My first job was for smut. And I mean extremely graphic, violent, snuff. But I have maintained a professional relationship with the client for over a year now, and he is always kind and pays me on time. I am now working on another commission with graphic scenes, perhaps a little heavier than 50 Shades of Grey (and I like to think the quality of the product is better, too!). I have absolutely no problems writing this sort of material for people in a professional environment; that is, when we treat each other with mutual respect and I am paid fairly for my work. I am just surprised that so many people are hungry for well-written erotica, which sounds so obvious to me even as I write it. But it’s true!

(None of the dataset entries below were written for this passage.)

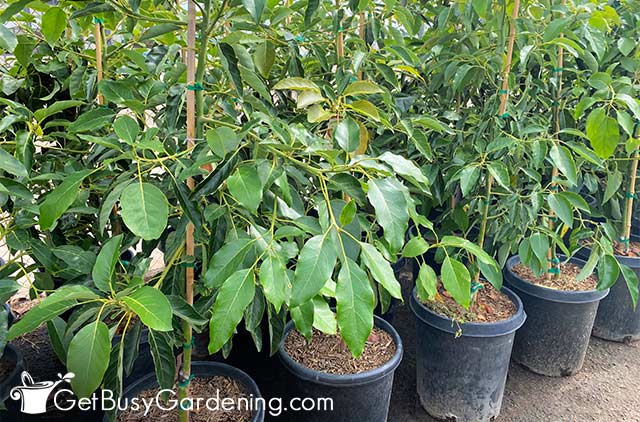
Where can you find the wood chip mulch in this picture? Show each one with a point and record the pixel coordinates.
(329, 353)
(204, 388)
(488, 305)
(566, 280)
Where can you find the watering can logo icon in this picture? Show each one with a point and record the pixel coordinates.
(34, 395)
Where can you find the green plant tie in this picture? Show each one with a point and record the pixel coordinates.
(195, 87)
(475, 287)
(186, 382)
(190, 344)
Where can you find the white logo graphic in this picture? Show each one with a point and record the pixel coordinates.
(34, 395)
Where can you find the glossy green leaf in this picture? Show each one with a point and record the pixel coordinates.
(88, 357)
(457, 281)
(355, 302)
(234, 296)
(54, 22)
(152, 306)
(389, 201)
(380, 269)
(144, 210)
(60, 199)
(245, 186)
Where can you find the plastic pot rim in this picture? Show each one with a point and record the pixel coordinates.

I don’t know how comfortable many aspiring writers are with producing this sort of material, but I am writing this blog entry to say that for me, it’s actually become a comfortable and well-paying genre to pursue. I usually ghostwrite, so my name won’t be on published materials (which is actually good if I want to go through my portfolio with someone in the future) and I use a pseudonym for other materials that I publicly produce. Even though I have said here that I’ve written erotica, I want to make it clear that I’m not ashamed of it, nor am I trying to hide it. I’d just prefer to keep those materials separate from my non-erotic titles.  All in all, I’ve come to terms with the fact that this is a highly-desired genre, especially for private clients.  As long as I am paid fairly and treated professionally, it is no different than if I were writing a science-fiction or action story.

Have any of you ever written erotica for a client? Is it something you would consider? What sorts of subjects would you write about to make a living?